One night, I tried calling her from my apartment, and for over an hour, there was no dial tone. I became worried and drove to her house. The back screen door was unlocked. The kitchen light was on. I walked in and hung up the phone that was dangling on the floor, hanging from the cord.

“Mom!” I shouted. The TV volume was at 10, blasting from her bedroom. With a bolt of fear shooting into my brain, I walked down the hallway expecting to see her collapsed on the floor. She was not in her bed. The closet door was open. Inside, there she stood with a blue plastic cup in one hand and a bottle of whiskey in the other.

“Mom?” I said, not wanting to startle her. She looked up at me like I had been with her all along.

“It’s time for my nightcap,” she said in a slur of words. The next day I tried to tell her she had a drinking problem, which she denied. I called the liquor store to stop her deliveries. It didn’t stop her from asking my nephew to bring her the booze.

So, Mom drank her beer, smoked her cigarettes and swallowed her nightcaps until her health failed so badly we had to put her into a nursing home. At that time, I was a Eucharistic minister in the Catholic Church, and one Sunday morning, I wanted to surprise her by administering Holy Communion in her room.

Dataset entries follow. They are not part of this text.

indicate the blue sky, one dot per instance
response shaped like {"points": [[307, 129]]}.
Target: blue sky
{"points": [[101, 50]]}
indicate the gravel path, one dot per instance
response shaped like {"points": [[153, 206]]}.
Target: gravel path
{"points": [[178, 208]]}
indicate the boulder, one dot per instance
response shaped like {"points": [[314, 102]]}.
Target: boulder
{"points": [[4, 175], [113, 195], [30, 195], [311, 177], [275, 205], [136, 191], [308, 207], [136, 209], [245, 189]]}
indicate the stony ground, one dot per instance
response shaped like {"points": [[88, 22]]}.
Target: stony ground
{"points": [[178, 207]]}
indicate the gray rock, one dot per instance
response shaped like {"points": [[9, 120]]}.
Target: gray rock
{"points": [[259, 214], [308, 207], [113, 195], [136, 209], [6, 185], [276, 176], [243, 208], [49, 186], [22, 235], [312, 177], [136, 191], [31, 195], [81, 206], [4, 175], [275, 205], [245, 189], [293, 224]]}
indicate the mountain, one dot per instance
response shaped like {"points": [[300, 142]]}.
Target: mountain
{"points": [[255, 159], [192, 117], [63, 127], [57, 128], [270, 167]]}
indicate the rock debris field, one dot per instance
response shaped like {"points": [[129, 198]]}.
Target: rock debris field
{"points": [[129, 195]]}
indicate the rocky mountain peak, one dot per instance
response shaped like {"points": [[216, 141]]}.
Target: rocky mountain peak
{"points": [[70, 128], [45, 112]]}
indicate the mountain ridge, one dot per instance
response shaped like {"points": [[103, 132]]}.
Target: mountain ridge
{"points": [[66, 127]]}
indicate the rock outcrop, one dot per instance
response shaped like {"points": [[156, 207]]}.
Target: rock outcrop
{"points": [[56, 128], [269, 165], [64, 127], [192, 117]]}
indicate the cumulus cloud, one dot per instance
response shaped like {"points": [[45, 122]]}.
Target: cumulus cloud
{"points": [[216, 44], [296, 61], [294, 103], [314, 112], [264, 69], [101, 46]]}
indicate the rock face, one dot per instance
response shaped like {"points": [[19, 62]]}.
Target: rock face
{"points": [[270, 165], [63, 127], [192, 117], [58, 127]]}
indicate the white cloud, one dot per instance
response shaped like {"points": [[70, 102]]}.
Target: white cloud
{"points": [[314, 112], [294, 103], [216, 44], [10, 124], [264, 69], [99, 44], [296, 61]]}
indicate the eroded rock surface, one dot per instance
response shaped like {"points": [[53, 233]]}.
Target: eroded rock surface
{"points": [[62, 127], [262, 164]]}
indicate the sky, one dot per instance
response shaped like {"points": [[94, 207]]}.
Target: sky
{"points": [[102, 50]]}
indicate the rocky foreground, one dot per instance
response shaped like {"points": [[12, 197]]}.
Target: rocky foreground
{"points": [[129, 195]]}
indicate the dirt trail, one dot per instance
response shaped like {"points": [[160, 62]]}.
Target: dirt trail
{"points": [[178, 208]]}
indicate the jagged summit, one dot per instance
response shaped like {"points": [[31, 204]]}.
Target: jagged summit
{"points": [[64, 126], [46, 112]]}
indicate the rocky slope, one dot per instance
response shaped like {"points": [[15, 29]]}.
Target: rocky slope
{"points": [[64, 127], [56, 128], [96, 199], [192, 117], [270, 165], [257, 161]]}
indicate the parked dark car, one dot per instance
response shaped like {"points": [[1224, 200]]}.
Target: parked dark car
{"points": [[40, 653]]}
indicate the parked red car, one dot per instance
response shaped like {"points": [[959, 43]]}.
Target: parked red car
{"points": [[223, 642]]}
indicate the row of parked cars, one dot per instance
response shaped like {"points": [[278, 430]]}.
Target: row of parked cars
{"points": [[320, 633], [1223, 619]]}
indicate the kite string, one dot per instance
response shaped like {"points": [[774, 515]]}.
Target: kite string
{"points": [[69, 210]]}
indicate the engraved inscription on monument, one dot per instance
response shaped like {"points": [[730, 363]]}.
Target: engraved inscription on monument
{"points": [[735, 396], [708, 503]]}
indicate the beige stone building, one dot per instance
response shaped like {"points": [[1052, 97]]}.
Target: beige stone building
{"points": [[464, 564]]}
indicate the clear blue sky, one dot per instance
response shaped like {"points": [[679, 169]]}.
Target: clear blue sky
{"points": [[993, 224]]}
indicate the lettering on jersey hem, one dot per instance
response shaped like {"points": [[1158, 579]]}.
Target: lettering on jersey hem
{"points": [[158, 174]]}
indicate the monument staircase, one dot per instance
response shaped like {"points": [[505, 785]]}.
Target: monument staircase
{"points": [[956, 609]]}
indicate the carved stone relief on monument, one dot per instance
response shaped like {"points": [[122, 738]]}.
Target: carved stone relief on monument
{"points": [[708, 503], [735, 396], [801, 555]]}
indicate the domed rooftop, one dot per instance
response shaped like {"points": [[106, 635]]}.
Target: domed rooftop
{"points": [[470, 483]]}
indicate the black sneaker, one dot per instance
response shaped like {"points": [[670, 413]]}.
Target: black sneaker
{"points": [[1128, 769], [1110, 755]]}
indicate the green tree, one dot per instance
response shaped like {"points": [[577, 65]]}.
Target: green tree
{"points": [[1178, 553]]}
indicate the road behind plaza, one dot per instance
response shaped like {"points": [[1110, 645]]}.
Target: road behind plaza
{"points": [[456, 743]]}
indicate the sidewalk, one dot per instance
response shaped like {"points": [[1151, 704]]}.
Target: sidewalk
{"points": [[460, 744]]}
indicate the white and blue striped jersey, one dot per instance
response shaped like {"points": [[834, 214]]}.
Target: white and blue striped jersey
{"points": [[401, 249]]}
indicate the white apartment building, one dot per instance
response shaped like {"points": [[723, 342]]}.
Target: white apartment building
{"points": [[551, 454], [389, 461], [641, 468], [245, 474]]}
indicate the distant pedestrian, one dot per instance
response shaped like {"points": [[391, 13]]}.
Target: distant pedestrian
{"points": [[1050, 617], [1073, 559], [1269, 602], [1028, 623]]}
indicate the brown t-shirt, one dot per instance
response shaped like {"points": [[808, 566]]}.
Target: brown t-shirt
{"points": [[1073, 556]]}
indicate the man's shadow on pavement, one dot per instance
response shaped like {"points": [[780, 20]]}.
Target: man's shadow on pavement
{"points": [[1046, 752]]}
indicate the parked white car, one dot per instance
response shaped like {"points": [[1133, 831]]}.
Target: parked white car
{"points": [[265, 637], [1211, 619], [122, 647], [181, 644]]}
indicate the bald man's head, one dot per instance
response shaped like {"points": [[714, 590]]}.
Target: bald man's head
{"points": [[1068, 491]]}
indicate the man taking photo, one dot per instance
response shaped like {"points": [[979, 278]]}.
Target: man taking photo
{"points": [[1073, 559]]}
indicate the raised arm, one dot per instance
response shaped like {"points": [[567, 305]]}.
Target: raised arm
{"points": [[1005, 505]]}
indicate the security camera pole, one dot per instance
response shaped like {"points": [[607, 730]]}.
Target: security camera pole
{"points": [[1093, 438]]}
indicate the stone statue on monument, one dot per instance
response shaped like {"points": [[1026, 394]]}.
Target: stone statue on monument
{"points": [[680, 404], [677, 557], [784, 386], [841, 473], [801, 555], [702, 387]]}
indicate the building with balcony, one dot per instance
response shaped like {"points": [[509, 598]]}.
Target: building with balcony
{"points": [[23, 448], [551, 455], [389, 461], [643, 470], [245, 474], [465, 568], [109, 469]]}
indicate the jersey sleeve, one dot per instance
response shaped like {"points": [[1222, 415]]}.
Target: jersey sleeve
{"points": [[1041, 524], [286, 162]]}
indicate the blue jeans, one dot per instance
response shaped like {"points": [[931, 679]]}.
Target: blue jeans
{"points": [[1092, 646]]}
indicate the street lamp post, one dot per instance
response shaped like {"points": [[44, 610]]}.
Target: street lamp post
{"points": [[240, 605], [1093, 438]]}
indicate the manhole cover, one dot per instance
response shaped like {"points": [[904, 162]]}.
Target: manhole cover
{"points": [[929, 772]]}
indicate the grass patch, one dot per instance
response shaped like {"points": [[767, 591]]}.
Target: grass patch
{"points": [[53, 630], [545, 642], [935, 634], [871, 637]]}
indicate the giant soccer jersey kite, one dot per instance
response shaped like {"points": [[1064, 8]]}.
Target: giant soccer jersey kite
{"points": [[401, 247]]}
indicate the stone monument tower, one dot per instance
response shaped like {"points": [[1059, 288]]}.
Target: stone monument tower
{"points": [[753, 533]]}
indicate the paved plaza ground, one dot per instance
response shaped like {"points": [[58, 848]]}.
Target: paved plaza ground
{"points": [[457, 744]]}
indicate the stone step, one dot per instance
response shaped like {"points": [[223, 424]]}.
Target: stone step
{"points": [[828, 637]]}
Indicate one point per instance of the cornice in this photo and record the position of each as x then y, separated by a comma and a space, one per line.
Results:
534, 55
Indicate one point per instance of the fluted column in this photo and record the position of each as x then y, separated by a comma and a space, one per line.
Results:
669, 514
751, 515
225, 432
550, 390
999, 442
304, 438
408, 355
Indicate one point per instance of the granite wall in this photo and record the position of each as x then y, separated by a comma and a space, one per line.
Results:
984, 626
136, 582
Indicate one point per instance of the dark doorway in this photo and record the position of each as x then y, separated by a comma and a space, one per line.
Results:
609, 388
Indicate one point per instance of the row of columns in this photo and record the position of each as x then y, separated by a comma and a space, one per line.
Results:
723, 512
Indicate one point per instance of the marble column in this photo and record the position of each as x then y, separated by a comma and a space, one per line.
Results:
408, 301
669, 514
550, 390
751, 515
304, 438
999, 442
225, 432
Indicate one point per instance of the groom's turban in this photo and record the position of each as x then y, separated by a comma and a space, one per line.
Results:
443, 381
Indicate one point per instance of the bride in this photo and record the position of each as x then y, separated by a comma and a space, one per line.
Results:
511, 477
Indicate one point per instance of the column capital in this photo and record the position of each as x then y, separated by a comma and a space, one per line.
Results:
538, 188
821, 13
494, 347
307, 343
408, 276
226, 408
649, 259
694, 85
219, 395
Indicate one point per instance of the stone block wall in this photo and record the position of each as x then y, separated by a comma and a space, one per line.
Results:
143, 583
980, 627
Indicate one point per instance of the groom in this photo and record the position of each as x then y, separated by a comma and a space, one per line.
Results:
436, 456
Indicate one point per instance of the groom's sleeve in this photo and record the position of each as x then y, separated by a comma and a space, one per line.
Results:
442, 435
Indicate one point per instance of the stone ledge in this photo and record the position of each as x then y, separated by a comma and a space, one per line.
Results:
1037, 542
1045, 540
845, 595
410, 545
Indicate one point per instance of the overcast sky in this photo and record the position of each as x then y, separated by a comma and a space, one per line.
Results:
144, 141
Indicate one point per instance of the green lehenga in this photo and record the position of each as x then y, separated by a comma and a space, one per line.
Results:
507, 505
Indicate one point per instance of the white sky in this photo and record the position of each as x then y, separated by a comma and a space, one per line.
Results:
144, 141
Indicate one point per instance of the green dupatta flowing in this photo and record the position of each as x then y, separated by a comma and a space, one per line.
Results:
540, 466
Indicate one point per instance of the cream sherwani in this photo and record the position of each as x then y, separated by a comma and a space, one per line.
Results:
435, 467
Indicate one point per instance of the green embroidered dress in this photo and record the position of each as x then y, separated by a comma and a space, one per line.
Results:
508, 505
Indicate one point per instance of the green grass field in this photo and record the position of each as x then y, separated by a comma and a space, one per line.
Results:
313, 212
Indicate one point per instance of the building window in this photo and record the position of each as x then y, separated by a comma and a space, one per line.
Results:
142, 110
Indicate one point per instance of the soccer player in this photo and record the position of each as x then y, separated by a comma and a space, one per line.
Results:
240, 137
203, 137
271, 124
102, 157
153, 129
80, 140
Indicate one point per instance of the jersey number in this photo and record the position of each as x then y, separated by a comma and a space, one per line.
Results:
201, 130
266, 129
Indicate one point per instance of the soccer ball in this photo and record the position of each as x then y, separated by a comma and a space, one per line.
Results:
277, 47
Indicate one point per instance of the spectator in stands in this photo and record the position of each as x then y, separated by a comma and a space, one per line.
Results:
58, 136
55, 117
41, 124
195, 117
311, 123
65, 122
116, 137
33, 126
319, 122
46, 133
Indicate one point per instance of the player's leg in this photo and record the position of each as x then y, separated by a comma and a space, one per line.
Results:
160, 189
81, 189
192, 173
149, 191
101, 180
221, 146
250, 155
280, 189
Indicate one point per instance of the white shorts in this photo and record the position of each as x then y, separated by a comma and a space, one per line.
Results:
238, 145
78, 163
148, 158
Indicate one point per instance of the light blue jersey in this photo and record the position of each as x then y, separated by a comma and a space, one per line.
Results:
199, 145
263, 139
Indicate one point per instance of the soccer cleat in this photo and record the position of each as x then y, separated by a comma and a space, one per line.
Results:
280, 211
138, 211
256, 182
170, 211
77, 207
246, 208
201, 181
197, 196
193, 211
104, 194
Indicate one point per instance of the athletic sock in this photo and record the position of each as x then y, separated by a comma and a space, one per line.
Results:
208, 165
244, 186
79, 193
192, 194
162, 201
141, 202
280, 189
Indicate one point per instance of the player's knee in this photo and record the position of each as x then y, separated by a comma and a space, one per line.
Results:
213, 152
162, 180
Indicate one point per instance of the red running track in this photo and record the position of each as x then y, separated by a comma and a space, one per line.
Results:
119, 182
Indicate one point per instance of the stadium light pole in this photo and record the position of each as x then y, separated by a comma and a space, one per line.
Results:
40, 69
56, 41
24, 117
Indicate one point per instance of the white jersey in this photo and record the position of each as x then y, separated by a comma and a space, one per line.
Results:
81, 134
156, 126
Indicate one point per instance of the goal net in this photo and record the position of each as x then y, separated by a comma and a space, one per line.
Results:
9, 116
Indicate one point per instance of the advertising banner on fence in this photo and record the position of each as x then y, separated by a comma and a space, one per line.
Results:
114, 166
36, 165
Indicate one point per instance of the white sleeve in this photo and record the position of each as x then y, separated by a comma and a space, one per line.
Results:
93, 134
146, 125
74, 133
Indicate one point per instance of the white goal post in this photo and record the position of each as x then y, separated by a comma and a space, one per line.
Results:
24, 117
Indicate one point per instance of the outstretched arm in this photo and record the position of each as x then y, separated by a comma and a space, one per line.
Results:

When I arrived, the chaos in the nursing home was everywhere. She was upset that her hair appointment was postponed. A woman in the hall, whom the nurses called Hail Mary, was mumbling that prayer out loud over and over again. The bedridden woman who shared a room with Mom was groaning in obvious discomfort.

I opened my Bible and read a passage to Mom, who sat in her wheelchair. Suddenly, Hail Mary stopped praying out loud. No nurses came by the room and the bedridden woman stopped groaning. After we finished Communion, Hail Mary started praying out loud again, the nurses scuttled by the room, and the bedridden woman restarted her groaning. I thanked God for giving Mom and me a special miracle that day.

After one particular visit to the nursing home in July of 1997, I got up to leave and Mom looked at me with a beautiful smile that I hadn’t seen since I was a child. She took my hand and gently rubbed her other hand across my arm.

“Thank you for being here today,” she said.

“I’ll see you tomorrow, Mom.” I kissed her goodbye and I walked away thinking that she had not thanked me for any of my other visits.

Mom died at 11:30 that night.

On Mother’s Days, I think of her with fondness. She had tried her best to make a happy home, but the black cloud that festered above the roof of our small Cape Cod house my father had built had never drifted away, even upon the sunniest of days.

I have known sadness, experienced days of depression, and witnessed the end of Mom’s will to live left at the bottoms of empty beer bottles. Yet, what remains inside me is the comfort zone I keep with Mom from mornings of long, long ago.

She stands behind the screen door as I walk down the driveway on my way to my first grade class at New Market Elementary School. I turn to wave bye and she waves back. I walk halfway down the street, I turn around and wave again. She waves back. When I get to the end of the road, I stop and make my final wave. She is still behind that door and from way up the road, I can see her hand waving to me.

Years and years have passed, but those yesterdays have become todays. From way up the road, Mom is waving her hand to me from behind the screen door. I turn my eyes to the heavens and I wave back.